Not that I'm aware of. Note that region scheduling allows insns to
move between basic blocks to help fill the bubbles that can occur at
the end of a block.
Also the current scheduler has a lot of algorithms to decrease the
problem as backtracking scheduler written by Bernd Schmidt or some form
of lookahead.
As a use case for bottom-up or some other heuristic: Currently, the
first priority in the selection is given to the longest path, in some
cases this may produce code with stalls at the end of the basic
block. Whereas in the case of combined top-down + bottom-up
scheduling we would end up having stalls in the middle of the basic
block.
GCC's original scheduler worked bottom-up until ~1997. IBM Haifa's
work turned it into a top-down model and was a small, but clear
improvement.
As I remember it is was written by Mike Tiemann. Bottom-up scheduler as
a rule generates worse code than top-down one. By the way, implementing
bottom-up scheduler in GCC would require implementing reverse (N)DFA
from a processor description to recognize resource constraints.
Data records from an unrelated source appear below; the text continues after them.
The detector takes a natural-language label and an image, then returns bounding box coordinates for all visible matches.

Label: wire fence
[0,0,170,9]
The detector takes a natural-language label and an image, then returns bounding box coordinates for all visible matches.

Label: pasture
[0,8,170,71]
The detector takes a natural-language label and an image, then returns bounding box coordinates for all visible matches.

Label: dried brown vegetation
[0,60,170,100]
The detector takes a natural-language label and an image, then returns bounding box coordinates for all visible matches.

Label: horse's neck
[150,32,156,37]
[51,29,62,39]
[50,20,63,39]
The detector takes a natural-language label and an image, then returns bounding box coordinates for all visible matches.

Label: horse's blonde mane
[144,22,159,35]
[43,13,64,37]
There's certainly better things that can be done than strictly
top-down or bottom-up, but revamping the scheduler again hasn't been
seen as a major win for the most common processors GCC targets these
days. Thus it hasn't been a significant area of focus.
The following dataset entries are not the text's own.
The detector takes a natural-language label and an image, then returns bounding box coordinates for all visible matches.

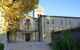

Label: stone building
[7,14,80,43]
[38,15,80,43]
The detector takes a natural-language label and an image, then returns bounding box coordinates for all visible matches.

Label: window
[77,20,80,25]
[69,20,71,25]
[26,19,30,23]
[13,0,16,1]
[46,19,49,24]
[16,18,20,22]
[61,20,63,25]
[52,19,55,24]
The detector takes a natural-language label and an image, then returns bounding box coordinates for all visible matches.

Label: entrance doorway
[7,31,10,42]
[25,34,30,41]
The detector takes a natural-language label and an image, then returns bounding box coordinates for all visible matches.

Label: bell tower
[34,5,44,18]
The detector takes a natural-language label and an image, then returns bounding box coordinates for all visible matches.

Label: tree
[0,0,39,32]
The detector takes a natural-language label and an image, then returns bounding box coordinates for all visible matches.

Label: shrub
[50,30,77,50]
[0,43,4,50]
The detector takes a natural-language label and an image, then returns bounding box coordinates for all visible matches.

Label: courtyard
[7,42,51,50]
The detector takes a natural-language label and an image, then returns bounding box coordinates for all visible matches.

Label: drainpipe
[33,9,35,18]
[38,15,40,41]
[43,16,45,41]
[65,18,67,30]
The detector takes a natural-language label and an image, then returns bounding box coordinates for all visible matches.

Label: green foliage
[0,43,4,50]
[53,40,61,50]
[0,0,39,31]
[50,30,78,50]
[51,29,54,42]
[1,0,39,13]
[61,30,71,47]
[11,28,17,32]
[51,29,62,50]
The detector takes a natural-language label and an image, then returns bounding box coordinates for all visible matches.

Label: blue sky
[39,0,80,17]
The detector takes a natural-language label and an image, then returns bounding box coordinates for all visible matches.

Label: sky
[39,0,80,17]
Yes, that is true for OOO execution processors which can rearrange insns
and execute them speculatively looking through several branches. For
such processors, software pipelining is more important as the processors
can look only through a few branches as software pipelining could look
through any number of branches. That is why Intel compiler did not have
any insn scheduler (but had software pipelining) until Intel Atom
introduction which was originally in-order processor.
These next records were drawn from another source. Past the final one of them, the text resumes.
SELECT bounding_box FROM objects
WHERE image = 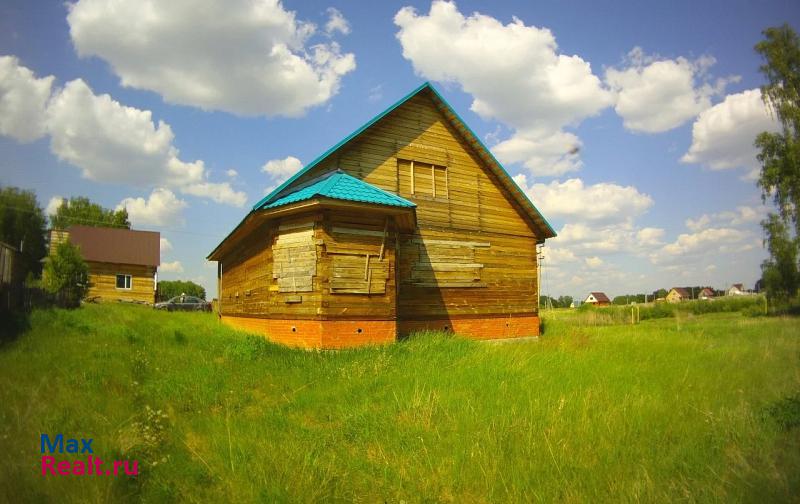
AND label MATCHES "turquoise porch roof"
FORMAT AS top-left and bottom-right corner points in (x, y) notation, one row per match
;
(263, 170), (416, 210)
Actually, I believe dealing with variable/unknown latency of load insns
(depending where data are placed in a cache or memory) would be more
important than bottom-up or hybrid scheduler. A balanced scheduling
dealing with this problem was implemented by Alexander Monakov about 7-8
years ago as a google internship work but it was not included as at that
time its advantages was not confirmed on SPEC2000. It would be
interesting to reconsider and re-evaluate it on modern processors and
scientific benchmarks with big data.
For in-order processors, we also have another scheduler (selective one)
which does additional transformations (like register renaming and
non-modulo software pipelining) which could be more important than
top-down/bottom-up scheduling. And it gave 1-2% improvement on Itanium
SPEC2000 in comparison with haifa scheduler.